Réel au secours duquel vole l’orateur, qui insiste sur « l’humanisme réaliste » dont il est l’apôtre, un humanisme qui voit un peu plus loin que les principes. Parce que c’est vrai que c’est encombrant, les principes. Celui de l’interdit de tuer, par exemple, quand on veut légaliser l’euthanasie…

Qui le premier, de la poule ou de l’œuf, des principes ou de l’action ?

« L’Église accompagne inlassablement ces situations délicates et tente de concilier ses principes et le réel », compatit le Président. Mais il a une solution : dans la pensée chrétienne, les principes moraux doivent servir à éclairer l’action, à nourrir le jugement prudentiel, et parfois, c’est vrai, le discernement est compliqué. Ou, pire encore, les principes nous indiquent que l’acte que nous voulons poser est mauvais et qu’il faudra renoncer peut-être à notre confort, à certains plaisirs… Le Président Macron propose l’inverse : regardez la réalité et voyez comment, en les tordant dans tous les sens, vous pourrez dire que vous avez pu y appliquer vos principes. Ce n’est pas si compliqué ! 

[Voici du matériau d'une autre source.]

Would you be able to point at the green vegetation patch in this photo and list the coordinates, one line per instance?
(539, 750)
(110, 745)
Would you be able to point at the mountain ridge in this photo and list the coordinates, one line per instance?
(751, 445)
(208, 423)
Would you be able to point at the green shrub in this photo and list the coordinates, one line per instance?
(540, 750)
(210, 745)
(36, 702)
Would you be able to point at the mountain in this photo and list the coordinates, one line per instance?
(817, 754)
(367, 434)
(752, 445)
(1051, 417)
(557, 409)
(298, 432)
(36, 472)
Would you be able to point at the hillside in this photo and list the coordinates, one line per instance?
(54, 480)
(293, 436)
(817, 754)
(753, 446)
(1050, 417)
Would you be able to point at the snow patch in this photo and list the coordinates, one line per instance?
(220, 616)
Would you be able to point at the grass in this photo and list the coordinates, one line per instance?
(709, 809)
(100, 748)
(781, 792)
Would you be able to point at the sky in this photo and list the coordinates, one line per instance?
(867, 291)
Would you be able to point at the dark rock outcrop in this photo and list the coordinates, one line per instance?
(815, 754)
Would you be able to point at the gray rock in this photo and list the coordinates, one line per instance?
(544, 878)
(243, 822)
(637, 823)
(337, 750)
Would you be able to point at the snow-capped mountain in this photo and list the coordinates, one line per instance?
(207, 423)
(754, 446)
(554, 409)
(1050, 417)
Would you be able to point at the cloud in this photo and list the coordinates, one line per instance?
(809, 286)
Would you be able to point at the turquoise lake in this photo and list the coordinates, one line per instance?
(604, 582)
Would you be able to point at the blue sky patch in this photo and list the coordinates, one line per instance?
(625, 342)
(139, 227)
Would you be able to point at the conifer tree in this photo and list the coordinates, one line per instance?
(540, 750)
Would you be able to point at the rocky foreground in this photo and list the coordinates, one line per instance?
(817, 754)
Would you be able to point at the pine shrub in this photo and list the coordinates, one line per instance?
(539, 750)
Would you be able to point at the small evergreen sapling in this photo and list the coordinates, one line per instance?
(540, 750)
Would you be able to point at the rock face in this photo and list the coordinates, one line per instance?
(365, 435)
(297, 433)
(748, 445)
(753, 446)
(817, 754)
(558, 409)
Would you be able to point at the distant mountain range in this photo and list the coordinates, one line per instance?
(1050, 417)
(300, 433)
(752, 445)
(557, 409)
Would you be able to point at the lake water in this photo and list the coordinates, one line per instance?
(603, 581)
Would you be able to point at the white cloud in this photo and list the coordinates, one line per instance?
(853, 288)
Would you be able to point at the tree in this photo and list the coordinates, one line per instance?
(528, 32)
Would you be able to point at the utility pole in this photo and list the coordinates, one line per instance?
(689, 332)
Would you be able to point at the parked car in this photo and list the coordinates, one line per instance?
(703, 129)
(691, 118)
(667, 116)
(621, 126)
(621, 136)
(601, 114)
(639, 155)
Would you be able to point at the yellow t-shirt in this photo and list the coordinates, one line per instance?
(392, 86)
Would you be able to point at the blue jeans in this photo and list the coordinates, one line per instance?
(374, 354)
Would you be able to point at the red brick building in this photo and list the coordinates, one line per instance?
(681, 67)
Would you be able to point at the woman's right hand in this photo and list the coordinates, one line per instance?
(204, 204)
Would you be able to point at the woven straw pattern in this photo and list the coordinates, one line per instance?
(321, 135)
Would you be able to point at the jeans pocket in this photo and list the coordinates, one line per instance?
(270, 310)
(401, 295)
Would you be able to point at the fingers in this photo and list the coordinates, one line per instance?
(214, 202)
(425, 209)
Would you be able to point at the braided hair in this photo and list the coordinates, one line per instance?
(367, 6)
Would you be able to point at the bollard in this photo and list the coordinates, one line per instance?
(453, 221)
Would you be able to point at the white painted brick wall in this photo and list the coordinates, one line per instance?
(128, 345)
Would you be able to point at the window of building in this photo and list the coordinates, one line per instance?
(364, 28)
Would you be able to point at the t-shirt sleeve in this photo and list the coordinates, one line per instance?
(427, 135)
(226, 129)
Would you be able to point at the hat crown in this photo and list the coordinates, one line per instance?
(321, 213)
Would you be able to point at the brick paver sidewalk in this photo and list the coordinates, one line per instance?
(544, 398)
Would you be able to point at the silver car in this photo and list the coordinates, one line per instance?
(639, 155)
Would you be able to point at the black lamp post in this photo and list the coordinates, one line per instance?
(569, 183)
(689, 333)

Dans ce même élan de charité, le président nous a aussi assuré tout son soutien, nous, croyants, qui devons vivre « cahin-caha » avec notre côté « intempestif » mais il le prie qu’on lui pardonne, lui l’homme raisonnable, de vivre « dans le temps du pays ». 

Et bien sûr, il y a l’ultime, la fabuleuse requête du Président : que les catholiques fassent « don » de leur liberté spirituelle à la République. Carrément.